Los huesos de Isaacs y los papeles de Gabo

Hace más de un siglo —cuenta el historiador Malcolm Deas— una comisión del Gobierno trasladó los restos de Jorge Isaacs de Ibagué, donde yacían huérfanos y sin mármol, a Medellín, donde fueron sepultados con todos los honores, bajo un gran monumento, en el cementerio de San Pedro.

Los detalles del viaje de los huesos, los mechones arrancados de la calavera como reliquia, los discursos ante la urna funeraria, los carros alegóricos… todo parece un cuento surrealista que no les cuento aquí porque el profesor Deas publicará un ensayo con los detalles. Lo que quiero destacar es que Isaacs había nacido en el Cauca, y por eso los antioqueños se vieron casi obligados a disculparse por sepultar a Isaacs donde él quería y no en su tierra natal.
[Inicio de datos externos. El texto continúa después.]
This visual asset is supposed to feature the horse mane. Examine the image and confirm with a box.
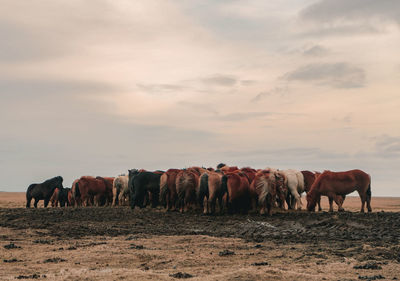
[216,163,226,169]
[42,176,63,186]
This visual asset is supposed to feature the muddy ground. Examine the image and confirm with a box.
[1,195,400,280]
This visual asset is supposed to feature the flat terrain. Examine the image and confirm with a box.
[1,192,399,280]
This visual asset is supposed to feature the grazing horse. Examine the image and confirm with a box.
[307,169,371,213]
[129,170,162,209]
[95,177,114,206]
[250,170,278,215]
[26,176,63,208]
[220,165,239,174]
[71,179,82,207]
[302,170,324,211]
[279,169,304,210]
[58,187,71,207]
[160,169,181,211]
[50,188,60,207]
[198,170,224,215]
[112,175,129,206]
[75,176,111,207]
[221,171,251,214]
[176,169,200,213]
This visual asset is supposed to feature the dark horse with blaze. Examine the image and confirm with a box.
[307,169,371,213]
[26,176,63,208]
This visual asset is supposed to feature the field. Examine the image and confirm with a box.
[1,192,400,280]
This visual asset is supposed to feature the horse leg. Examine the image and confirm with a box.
[26,195,32,208]
[290,187,302,210]
[317,195,322,211]
[366,195,372,213]
[333,194,344,211]
[358,190,366,213]
[328,197,334,212]
[34,198,39,208]
[44,198,50,208]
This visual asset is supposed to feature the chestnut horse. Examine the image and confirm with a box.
[160,169,181,211]
[176,169,200,213]
[306,169,371,213]
[71,179,82,207]
[50,188,60,207]
[198,170,224,215]
[251,169,285,215]
[26,176,63,208]
[96,177,114,206]
[302,170,325,211]
[221,171,251,214]
[75,176,112,207]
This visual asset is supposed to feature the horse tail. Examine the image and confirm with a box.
[257,176,269,207]
[221,175,229,203]
[74,182,81,199]
[26,184,35,199]
[198,173,209,207]
[160,173,168,206]
[366,175,371,200]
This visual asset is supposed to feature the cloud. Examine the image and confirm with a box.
[252,86,288,102]
[201,74,238,87]
[374,135,400,158]
[284,63,366,89]
[300,0,400,25]
[303,45,329,57]
[0,78,117,97]
[136,83,186,94]
[217,111,272,122]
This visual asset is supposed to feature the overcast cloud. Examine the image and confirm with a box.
[0,0,399,196]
Esta sepultura “en tierra extraña” viene a cuento por la absurda polémica que han armado un puñado de periodistas patrioteros que parecieran no tener otro oficio que montar peloteras incluso por algo que debería considerarse una buena noticia: que buena parte de los papeles, manuscritos, fotos, y correspondencia de García Márquez reposarán en una de las instituciones más respetadas y responsables del planeta como depósito de documentos de grandes escritores del mundo entero, y en especial de América Latina. No existe mejor sitio que el Centro Ransom de la Universidad de Texas (donde hay documentos de Hemingway, Borges, Faulkner y Coetzee) para tener bien guardados, exhibidos y cuidados los papeles de un escritor.
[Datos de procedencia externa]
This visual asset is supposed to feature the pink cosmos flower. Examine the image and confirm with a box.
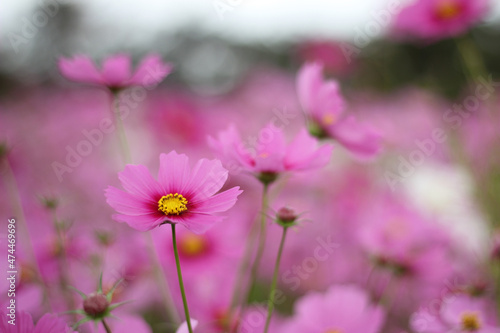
[393,0,489,40]
[207,124,333,180]
[105,151,242,234]
[0,311,75,333]
[58,53,173,89]
[296,62,382,159]
[411,294,500,333]
[281,285,385,333]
Las críticas han sido de dos tipos: la primera es francamente mamerta, y dice que la familia no debería vender nada de los borradores y manuscritos de Gabo, sino donarlos a su tierra natal. ¿Como por qué? ¿Quién ha dicho que los escritores y sus familias tienen que hacer votos de pobreza como si fueran santos o monjes de una secta franciscana? Ya es un milagro que un hombre pueblerino haya podido salir de la pobreza —y hasta llegar a ser rico— sin explotar a nadie y con la sola fuerza de su pluma y su imaginación. Pedirles que regalen sus borradores sería como exigirles a los herederos de Picasso que donen sus bocetos. Si lo quieren hacer, muy bien, pero no veo nada criticable en vender los papeles a una institución seria que, además, los pondrá a disposición del mundo entero digitalizándolos. Estos puritanos de la plata se escandalizan por lo más natural: que uno no está obligado a regalar su trabajo.

El segundo tipo de crítica, provinciana y miope, ha sido que el gobierno colombiano no quiso participar en una supuesta subasta por obtener para-la-patria los papeles de Gabo. Primero que todo, la tal subasta no existió. Como ha declarado Rodrigo García, el hijo de Gabo, gran cineasta que vive en Estados Unidos, la familia escogió el sitio que le pareció mejor. Así la Biblioteca Nacional estuviera dispuesta a acoger estos documentos, a la familia le pareció que Austin era un destino más adecuado. Si extremáramos el patrioterismo barato, habría que exigir que todo fuera a dar a la biblioteca pública de Aracataca.

La bobada localista parece no darse cuenta, primero, que la literatura —y sobre todo la obra de un escritor genial— es universal, y es maravilloso que se valore, aprecie y conserve en cualquier parte del mundo, y más donde haya las mejores condiciones para preservarla. Si queremos que se quede aquí el legado de los escritores, los músicos o los artistas locales, tendríamos que empezar por crear instituciones (públicas y privadas) con la capacidad técnica y financiera para poder adquirir y saber cuidar estos documentos.

Lo único que rescato de este alboroto es que hemos progresado un poco. Hace un siglo las regiones luchaban por los huesos de Isaacs. Al menos ahora no estamos peleando por el fetiche de las cenizas de García Márquez. Ojalá hace un siglo hubiera existido un Centro Ransom, aquí o en cualquier parte del mundo, que hubiera acogido y protegido en una urna, no los huesos, sino los papeles de Isaacs.